If you talk to the tea party protesters, they would be happy doing away with the deficit, even if it means giving up their own Bush tax cuts…just kidding. They are probably completely oblivious to the fact that cutting the deficit would come out of their own pocket.
AP: With the most sweeping tax cuts in a generation due to expire in January, the Democrats are divided over whether the government can afford to make any of them permanent — especially with voters increasingly upset over the fast-rising
federal budget deficit.
Democratic leaders want to let the cuts for the wealthiest Americans expire. The Democrats want to extend them for everyone else, but perhaps only temporarily, out of concern for the rising red ink … Passing only a temporary extension would open majority Democrats to claims they are planning middle class tax hikes in the future
Obama's plan would cost $2.5 trillion over the next decade (which includes) the cost of an annual fix that spares the middle class from being hit with the Alternative Minimum — a hit of about $3,700 a year. It would cost $2.9 trillion over the next decade to extend all the tax cuts, including AMT relief, according to estimates from the Tax Policy Center, a Washington think tank.It's a big difference, but still adds $2.5 trillion dollars over ten years. I wonder if conservatives would go along with keeping their tax cut knowing it's going to jack up the deficit? The other BIG rub? Check out this report from MSNBC:
Some rank-and-file Democrats are arguing to extend all the tax cuts, including those for high earners, for a year or two, until the economy recovers.Adding credibility to David Frum's warning to conservatives, the GOP has a huge problem.

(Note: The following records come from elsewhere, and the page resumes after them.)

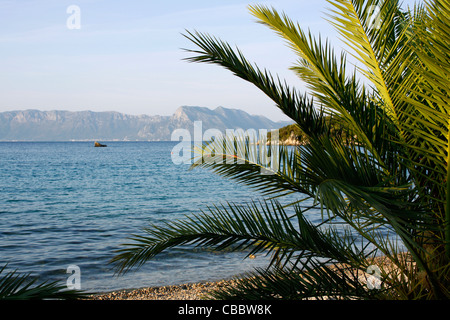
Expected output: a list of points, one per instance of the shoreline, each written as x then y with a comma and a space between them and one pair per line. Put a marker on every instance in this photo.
187, 292
201, 290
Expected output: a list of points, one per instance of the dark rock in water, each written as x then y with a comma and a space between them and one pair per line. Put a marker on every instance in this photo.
99, 145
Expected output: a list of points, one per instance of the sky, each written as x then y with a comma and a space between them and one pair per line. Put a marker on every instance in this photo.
128, 56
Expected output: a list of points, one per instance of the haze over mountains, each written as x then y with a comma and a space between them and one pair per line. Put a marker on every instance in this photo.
35, 125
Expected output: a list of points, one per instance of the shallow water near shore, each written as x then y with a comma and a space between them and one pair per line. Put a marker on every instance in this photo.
68, 203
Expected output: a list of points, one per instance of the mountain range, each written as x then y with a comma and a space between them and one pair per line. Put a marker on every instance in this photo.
58, 125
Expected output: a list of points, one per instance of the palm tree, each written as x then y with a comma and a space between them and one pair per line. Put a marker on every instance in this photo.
387, 178
15, 286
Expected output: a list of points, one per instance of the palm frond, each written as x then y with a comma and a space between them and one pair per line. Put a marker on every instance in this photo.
15, 286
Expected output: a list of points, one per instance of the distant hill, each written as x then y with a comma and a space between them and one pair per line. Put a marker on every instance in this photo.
35, 125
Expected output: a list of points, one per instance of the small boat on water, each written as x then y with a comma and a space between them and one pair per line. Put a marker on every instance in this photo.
99, 145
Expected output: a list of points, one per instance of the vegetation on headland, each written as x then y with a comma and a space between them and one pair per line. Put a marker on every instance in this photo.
292, 134
387, 179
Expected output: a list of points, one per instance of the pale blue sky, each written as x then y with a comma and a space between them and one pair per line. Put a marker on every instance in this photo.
127, 56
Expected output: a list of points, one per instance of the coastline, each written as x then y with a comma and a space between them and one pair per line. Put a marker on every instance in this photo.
201, 290
187, 292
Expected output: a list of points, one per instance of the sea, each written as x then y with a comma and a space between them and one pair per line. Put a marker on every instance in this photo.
65, 204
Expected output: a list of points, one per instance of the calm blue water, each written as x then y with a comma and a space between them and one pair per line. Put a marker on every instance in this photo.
69, 203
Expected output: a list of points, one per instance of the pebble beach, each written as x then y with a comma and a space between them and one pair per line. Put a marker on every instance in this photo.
193, 291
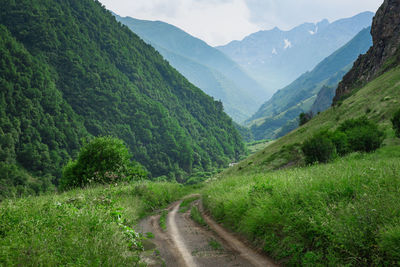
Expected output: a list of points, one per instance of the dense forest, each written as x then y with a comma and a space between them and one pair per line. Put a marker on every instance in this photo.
69, 71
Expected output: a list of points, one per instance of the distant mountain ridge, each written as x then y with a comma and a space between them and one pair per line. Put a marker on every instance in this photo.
69, 71
275, 58
382, 56
206, 67
312, 91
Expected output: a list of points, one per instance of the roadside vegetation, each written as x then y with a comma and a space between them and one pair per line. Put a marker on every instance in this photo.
86, 227
342, 213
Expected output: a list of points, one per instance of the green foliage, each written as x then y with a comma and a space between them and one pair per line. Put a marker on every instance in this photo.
90, 227
103, 160
15, 182
186, 203
354, 135
344, 213
305, 117
319, 148
195, 214
163, 220
362, 134
69, 71
396, 123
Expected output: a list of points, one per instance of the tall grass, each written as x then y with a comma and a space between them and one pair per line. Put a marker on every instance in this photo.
86, 227
343, 213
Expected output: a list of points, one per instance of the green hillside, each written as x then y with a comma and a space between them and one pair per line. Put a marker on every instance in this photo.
71, 71
206, 67
278, 116
378, 101
341, 213
83, 227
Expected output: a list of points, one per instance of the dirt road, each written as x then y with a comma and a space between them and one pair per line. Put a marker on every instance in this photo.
186, 243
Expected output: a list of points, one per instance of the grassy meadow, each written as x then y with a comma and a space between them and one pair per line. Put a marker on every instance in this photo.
345, 213
82, 227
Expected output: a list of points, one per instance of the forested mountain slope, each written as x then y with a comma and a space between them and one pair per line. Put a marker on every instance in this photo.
206, 67
279, 115
275, 58
70, 70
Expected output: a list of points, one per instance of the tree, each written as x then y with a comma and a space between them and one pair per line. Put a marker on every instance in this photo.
396, 123
319, 148
362, 134
103, 160
305, 117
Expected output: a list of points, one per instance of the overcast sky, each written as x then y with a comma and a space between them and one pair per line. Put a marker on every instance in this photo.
220, 21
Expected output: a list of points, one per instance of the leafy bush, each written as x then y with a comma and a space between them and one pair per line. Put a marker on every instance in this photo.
319, 148
305, 117
363, 135
396, 123
103, 160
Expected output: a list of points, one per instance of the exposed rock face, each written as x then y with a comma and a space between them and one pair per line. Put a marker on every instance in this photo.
383, 55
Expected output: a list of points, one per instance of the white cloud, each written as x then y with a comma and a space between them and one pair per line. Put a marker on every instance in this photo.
216, 22
220, 21
287, 45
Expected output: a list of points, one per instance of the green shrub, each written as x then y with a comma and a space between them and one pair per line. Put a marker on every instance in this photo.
362, 134
103, 160
305, 117
396, 123
319, 148
340, 140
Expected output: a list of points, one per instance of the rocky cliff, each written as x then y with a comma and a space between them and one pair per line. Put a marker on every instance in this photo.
382, 56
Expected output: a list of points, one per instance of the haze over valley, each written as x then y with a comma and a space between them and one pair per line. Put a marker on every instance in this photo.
199, 133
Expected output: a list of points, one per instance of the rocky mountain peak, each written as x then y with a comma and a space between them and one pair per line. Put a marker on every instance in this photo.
382, 56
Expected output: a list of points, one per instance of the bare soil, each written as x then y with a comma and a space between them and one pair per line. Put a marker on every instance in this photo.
185, 243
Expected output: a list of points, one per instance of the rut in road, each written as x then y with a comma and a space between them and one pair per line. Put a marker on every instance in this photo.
185, 243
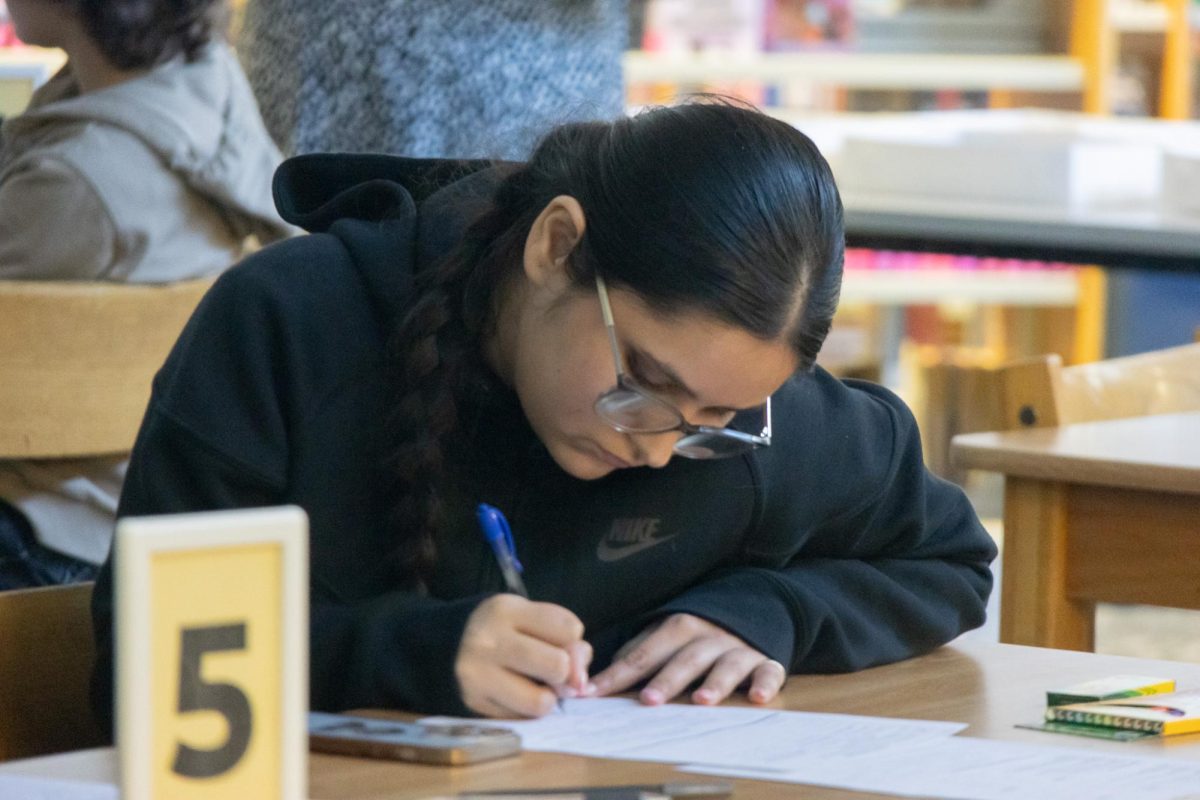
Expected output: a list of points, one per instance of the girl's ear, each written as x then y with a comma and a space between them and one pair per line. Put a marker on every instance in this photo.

I see an obvious strategy developing, don't you?
Republican leaders have opposed much smaller spending bills that would add to the national debt — most recently a $34 billion extension of unemployment benefits …But they endorse more federal BORROWING to make all the tax cuts permanent.
Some Democrats like the idea of forcing Republicans to vote on a bill that would extend tax cuts for middle- and low-income families while leaving the tax rates to increase for high earners. GOP lawmakers say they will try to amend the bills to extend all the tax cuts.
But if they are unsuccessful, would Republicans vote against tax cuts for the middle class? "It's kind of a conundrum," Grassley said. "I'm not sure I can answer your question." Rep. Dave Camp said it would be difficult to block a bill extending middle class tax cuts, even if it doesn't stop tax rates from increasing for high earners. "I'll probably vote for it myself," Camp said.